A Key Open Source Database Emerges in Key-Value NoSQL

When NoSQL first hit the IT consciousness in 2009, an explosion of NoSQL databases seemed to appear out of thin air. Some of these contenders had in fact been around for some time, with others thrown together rather quickly to exploit the NoSQL buzz.  Over time, the NoSQL pack thinned out as leaders in specific categories emerged.  For document-oriented databases, in my opinion, the clear leader is MongoDB; for big table-style databases, both Cassandra and HBase contend for leadership; while in graph databases, Neo4J remains the undisputed king.

For some time, there was no clear leading key-value NoSQL database.   Key-value stores place no restrictions the structure that can be stored for a given key, and, correspondingly, provide no meta data that can help an external application to decode that data.  It’s entirely up to the application to decide what data gets stored and how it should be read.  This truly schema-less model allows for some fairly simple implementations, and many rudimentary implementations of key-value emerged during the early NoSQL land grab.

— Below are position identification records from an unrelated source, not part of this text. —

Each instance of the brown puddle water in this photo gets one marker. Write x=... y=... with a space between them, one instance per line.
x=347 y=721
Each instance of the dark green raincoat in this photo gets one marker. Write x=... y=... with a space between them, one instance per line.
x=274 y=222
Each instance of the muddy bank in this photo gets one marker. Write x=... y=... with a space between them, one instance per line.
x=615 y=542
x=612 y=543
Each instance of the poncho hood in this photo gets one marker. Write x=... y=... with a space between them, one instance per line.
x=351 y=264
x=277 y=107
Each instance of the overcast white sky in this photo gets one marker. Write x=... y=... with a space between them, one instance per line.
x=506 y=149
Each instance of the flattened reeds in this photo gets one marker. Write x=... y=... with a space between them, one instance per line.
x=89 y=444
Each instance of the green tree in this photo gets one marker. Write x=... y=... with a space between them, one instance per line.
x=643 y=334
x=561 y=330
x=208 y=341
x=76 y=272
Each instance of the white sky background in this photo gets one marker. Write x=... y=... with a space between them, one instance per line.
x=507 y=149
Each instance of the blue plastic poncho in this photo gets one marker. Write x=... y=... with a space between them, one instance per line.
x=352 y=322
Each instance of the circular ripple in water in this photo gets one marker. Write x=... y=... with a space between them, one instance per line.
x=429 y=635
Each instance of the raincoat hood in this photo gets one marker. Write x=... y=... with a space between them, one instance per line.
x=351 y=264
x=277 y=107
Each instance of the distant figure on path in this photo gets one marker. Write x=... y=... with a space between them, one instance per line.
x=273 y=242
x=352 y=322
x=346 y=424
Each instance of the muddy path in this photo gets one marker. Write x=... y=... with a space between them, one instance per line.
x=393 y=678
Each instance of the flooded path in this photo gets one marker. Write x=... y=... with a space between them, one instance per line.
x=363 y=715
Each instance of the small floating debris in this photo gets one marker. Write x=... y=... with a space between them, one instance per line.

But many key-value stores were able to leverage Amazon’s pioneering early work on key-value store architecture.  In 2007, Amazon published the now famous Dynamo paper, which described how Amazon’s internal key-value stores handled data distribution, consistency and concurrency.  It was Dynamo that popularized the “eventual consistency” concept and introduced many widely adopted techniques, such as consistent hashing.   Subsequent key-value NoSQL databases were generally based on Dynamo – including Voldemort from LinkedIn, Cassandra at Facebook, and many now defunct early NoSQL databases.

Riak emerged in 2008 as an open source Dynamo implementation sponsored by the Basho Company.  The initial release of Riak in 2009 was immediately popular with software developers looking for a simple key-value system, and established some high profile early adopters such as Comcast and Citigroup.

Basho bolstered the base Riak open source system with a commercial enterprise distribution that supports multi-dataset replication.  Recently released Riak CS is an Amazon Web Services (AWS) S3 compatible storage engine.  Amazon S3 (Simple Storage Service) provides a generic storage mechanism for Amazon web service users, and Riak CS implements that API.

Riak databases are created from a cluster of symmetrical servers – unlike HBase, there is no master node and, therefore, no single point of failure.  Machines in the cluster may vary in configuration, however, allowing the cluster to take advantage of the increased processing power in newer, more modern additions. 

The Riak data model is very simple.  Riak “buckets” provide a namespace for storing related stuff – usually, but not always, you put like objects (Customer, product objects, etc.) inside the same bucket.  Inside a bucket, keys are associated with specific values that are defined at the program level.  There’s no defined structure – the value can be binary data, XML, JSON, or any sort of file format.

Like all dynamo derived databases, Riak sacrifices strict consistency for scalability and high availability.   However, the Riak administrator or developer can tune the consistency model to balance performance, availability or consistency.

In addition to key-value lookups, Riak supports MapReduce for batch processing across all objects in a bucket, and can integrate with SOLR for searching for text within a bucket.  There is also a mechanism for adding secondary indexes that allows quick lookups for specific values that cannot be identified through the primary key.

Over the past few years, Riak has emerged as the most widely deployed and richest implementation of the Amazon Dynamo-style of key-value store.   Other types of NoSQL stores provide richer data models and other advantages, but Riak represents a very strong leader in the NoSQL market.